By the way: I am still interested in my original question. How would
I use a debugger etc. to find the problem myself in such a situation?
I should know the answer because I created the glibc patch that fixes
the problem, but it was back in February and I can't remember all the
It started when I thought, why should I run my AthlonXP in '386 emulator
mode' when I can use 'gcc -march=athlon-xp' and actually benefit from
the extra instructions my processor supports. This worked fine until I
compiled numarray and it failed its own tests with a floating-point
exception. But if I used the default gcc settings it worked OK. I filed
a numarray bug report (which I can no longer locate, perhaps they get
deleted after a certain date), they looked at it and said it was
probably a gcc bug. I filed a gcc bug report, and they closed it saying
it was not a gcc bug.
Then I thought it might be a bug with the way kernel handles FP
exceptions and started looking through the kernel sources, but did not
make much progress. So I went back to the numarray source code and tried
no narrow down where the problem was occurring.
Now to answer your question:
Consider you are on a TV game show where you have to guess a number x in
the range 1 to y and are told 'higher', 'lower' or 'correct' after each
turn. You can use a binary search and always guess the mid point of the
range - you are either correct or eliminate half of the possibilities
each turn, so in ceil log(y, 2) turns or less you locate the correct
You can use a similar kind of binary search to locate bugs in software.
You know the bug occurs on some line x of the source code with y lines.

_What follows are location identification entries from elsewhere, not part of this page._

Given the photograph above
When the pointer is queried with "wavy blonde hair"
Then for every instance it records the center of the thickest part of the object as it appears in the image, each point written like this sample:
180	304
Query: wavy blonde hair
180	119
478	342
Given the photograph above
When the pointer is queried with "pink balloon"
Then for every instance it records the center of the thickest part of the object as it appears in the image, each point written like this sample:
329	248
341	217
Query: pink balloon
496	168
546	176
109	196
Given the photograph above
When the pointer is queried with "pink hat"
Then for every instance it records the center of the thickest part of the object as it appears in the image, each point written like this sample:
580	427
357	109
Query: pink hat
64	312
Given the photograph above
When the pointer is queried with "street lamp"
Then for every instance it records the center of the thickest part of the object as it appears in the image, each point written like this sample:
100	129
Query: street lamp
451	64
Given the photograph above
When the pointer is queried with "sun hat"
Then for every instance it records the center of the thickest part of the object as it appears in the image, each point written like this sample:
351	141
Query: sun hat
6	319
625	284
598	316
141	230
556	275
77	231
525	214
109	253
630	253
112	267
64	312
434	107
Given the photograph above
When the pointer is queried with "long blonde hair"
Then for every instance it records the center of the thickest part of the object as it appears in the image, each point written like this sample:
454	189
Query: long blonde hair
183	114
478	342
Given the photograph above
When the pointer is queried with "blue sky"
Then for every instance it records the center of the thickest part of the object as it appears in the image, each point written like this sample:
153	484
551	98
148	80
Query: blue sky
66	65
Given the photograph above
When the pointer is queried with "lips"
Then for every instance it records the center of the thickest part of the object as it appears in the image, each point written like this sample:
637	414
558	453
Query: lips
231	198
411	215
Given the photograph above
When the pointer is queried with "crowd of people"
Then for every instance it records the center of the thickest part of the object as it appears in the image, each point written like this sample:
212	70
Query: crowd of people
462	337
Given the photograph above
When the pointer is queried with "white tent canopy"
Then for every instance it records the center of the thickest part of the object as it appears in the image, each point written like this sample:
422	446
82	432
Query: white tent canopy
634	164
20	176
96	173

Use gdb and insert breakpoints in the code (I think I just inserted
printf() statements instead of using gdb) and see if the error occurs
before or after the breakpoint, move the breakpoint and try again. The
problem is that source code is rarely a linear list of statements in one
file that are executed in order, but a set of procedures/functions in
many files where the execution order can vary. You can start at the main
() function, split it in half and insert a breakpoint (or printf()) run
it and see in which half the error occurs, repeat the process working
your way down into other functions until you pinpoint the error.
Hope that makes sense. You could now reinstall the old glibc, forget
that you know that glibc is the problem and start again to locate the
bug, it will be useful practise for the next bug that comes along!